The euro hit a one month high on Monday against the yen and its best in a week versus the dollar after the central bank of the United Arab Emirates said it was considering increasing its euro denominated reserves. The bank said on Sunday it was looking to switch 10 per cent of its reserves from dollars into euros. The reserves were estimated at $23bn in December and are almost entirely in dollars.
Of course, $23 billion in reserves is chump change. The big money is the UAE is found in the various investment authorities of the various emirates, not in the central. The big central bank caches of oil dollars are found in Saudi Arabia and Russia.
But there is little doubt that a surge in dollar accumulation by dollar peggers in the Gulf provided a lot of support for the dollar - and a lot of financing for the US - in 2005.
Of course, it not entirely obvious to me that the Gulf countries can really shift massively out of dollars (a 10% shift of the emirates' $23 billion in reserves is a bit over $2 billion - not a massive shift in my book) without driving the dollar down.
And remember, they still peg to the dollar, so they would be driving their own currencies down - something that hardly makes sense in the face of record oil revenues.

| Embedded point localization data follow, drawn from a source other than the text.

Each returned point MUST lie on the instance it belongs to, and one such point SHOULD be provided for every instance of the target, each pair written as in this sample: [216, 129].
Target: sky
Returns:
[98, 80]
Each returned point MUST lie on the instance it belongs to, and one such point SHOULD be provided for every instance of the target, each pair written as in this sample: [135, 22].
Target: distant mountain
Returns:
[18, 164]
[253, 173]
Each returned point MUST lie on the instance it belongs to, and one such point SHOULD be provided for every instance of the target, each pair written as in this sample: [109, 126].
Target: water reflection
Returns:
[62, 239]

Incidentally, I wonder if the UAE's role in incipient US plans to try to separate the Iranian people from the Iranian regime played some role in the Bush Administration's initial treat to veto any congressional attempt to block the DPW deal. Tis clear that the Administration views Dubai as an extremely critical ally -- the new Saudi Arabia, so to speak.

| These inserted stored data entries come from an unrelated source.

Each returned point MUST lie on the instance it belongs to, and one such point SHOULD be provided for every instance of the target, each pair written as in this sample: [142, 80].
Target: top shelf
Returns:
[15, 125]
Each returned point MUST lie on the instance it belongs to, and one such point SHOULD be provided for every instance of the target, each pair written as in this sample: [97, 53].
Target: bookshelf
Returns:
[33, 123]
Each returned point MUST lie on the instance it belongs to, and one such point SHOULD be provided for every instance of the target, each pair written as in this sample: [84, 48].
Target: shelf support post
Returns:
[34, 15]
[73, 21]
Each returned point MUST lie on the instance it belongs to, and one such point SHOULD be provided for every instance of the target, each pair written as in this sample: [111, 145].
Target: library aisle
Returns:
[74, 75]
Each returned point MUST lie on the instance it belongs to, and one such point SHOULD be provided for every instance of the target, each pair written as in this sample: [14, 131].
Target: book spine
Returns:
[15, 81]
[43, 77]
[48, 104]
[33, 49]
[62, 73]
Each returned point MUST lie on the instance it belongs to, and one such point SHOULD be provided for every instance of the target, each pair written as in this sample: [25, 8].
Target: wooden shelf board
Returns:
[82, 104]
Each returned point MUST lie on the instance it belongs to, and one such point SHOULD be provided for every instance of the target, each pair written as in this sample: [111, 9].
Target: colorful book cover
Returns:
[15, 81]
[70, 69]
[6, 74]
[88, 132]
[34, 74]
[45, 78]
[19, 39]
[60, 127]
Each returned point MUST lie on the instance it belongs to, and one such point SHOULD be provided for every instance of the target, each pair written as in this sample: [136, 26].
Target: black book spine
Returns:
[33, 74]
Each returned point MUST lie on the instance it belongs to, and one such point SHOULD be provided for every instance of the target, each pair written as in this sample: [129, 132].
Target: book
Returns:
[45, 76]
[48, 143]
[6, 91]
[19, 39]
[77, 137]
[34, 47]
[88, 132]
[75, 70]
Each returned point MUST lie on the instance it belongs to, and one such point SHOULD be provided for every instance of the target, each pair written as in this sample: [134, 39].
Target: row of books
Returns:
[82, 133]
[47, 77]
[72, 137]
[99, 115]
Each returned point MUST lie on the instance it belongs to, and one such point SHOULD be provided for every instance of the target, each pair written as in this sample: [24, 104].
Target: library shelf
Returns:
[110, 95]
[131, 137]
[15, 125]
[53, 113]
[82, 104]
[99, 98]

Undersecretary of State R. Nicholas Burns said in an interview that the department will also add staff in Dubai, which is part of the United Arab Emirates, as well as at other embassies in the vicinity of Iran, all assigned to watch Tehran. He called the new Dubai outpost the "21st century equivalent" of the Riga station in Latvia that monitored the Soviet Union in the 1930s when the United States had no embassy in Moscow.
And Dubai's own gameplan is rather interesting. Hasn't Dubai also long been a center for evading the various sanctions the US places on Iran?